His dark blonde hair is messy and flopping over his forehead as if he's been running his hands through it none stop. A nervous habit all us Anderson's share I think.

His blue eyes are rimmed red, either through exhaustion or crying, or both.

His white Tshirt and black jogging bottoms are crumpled as well. Looks like we've all had a rough night.

"Last time I ignored one of my siblings having a downward spiral she tried to kill herself - not doing that again." Joey announces as he makes himself comfortable in my armchair, "we're gonna talk this out brother."

"You're definitely gonna have to give me my whiskey back then."

He takes a swig then hands me the bottle back, I follow his actions then pass the bottle to him again. It goes back and forth like this for a while before I decide he's here, I might as well talk to him.

"I should have protected her Joe. I shouldn't have threw that fucking party."

Joey looks at me with sympathy, "You didn't do this to her. The person who did got a small dose of karma for what he did. All we can do now is be there for Grace and support her."

"I can't help but think-" I'm cut off by someone else banging at my door.
"I've lived her for two fucking years and had more visitors in one night than that whole time I think." I mumble as I open my door.

I square my shoulders and ready myself for round two when I see my other brother at my door. He rolls his eyes as he walks past me into my apartment holding a case of beer in one hand and a bottle of Jack Daniels in the other, "Calm yourself down Rambo, I'm here to make peace."

"I always say love not war." Joey tells us as I join them both back in the living area.

Parker grabs 3 glasses then sits on the other end of my sofa. He rubs his hand over his face roughly before pouring us each a whiskey and opening 3 beers and handing us our drinks.

We sip our beers in silence before Parker speaks up, "I'm sorry I hit you man.

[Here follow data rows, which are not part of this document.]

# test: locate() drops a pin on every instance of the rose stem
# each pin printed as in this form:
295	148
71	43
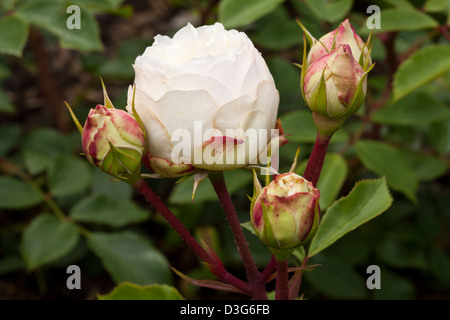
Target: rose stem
312	173
253	275
215	267
282	286
270	268
315	162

It's not your fault and I don't want you thinking it is. I just- I dunno, I need to blame someone, I'm so fucking angry." He shifts in his seat uncomfortably, likely restless from the same rage I know all too well buzzing through him.

I clink my bottle against his in sign of accepting his apology.

He lets out a humourless laugh, "Who would have thought shithead would come through?" He shakes his head in disbelief at the thought of Hunter, the kid who grew up next door to us and has been madly in love with our baby-sister for years, giving that rapist fuck a beating so good he needed plastic surgery.

We're all silent again for a while, reflecting on what's happened.

"How do we get past this?" Joey asks.

"I guess we just have to. It happened to Grace and she's moving on. We have to too." Parker says, although his face portrays just how difficult thats going to be.

"Well boys, I think for tonight drowning our sorrows with alcohol sounds like a good idea." I say as I pour the glass of JD down with them both following suit.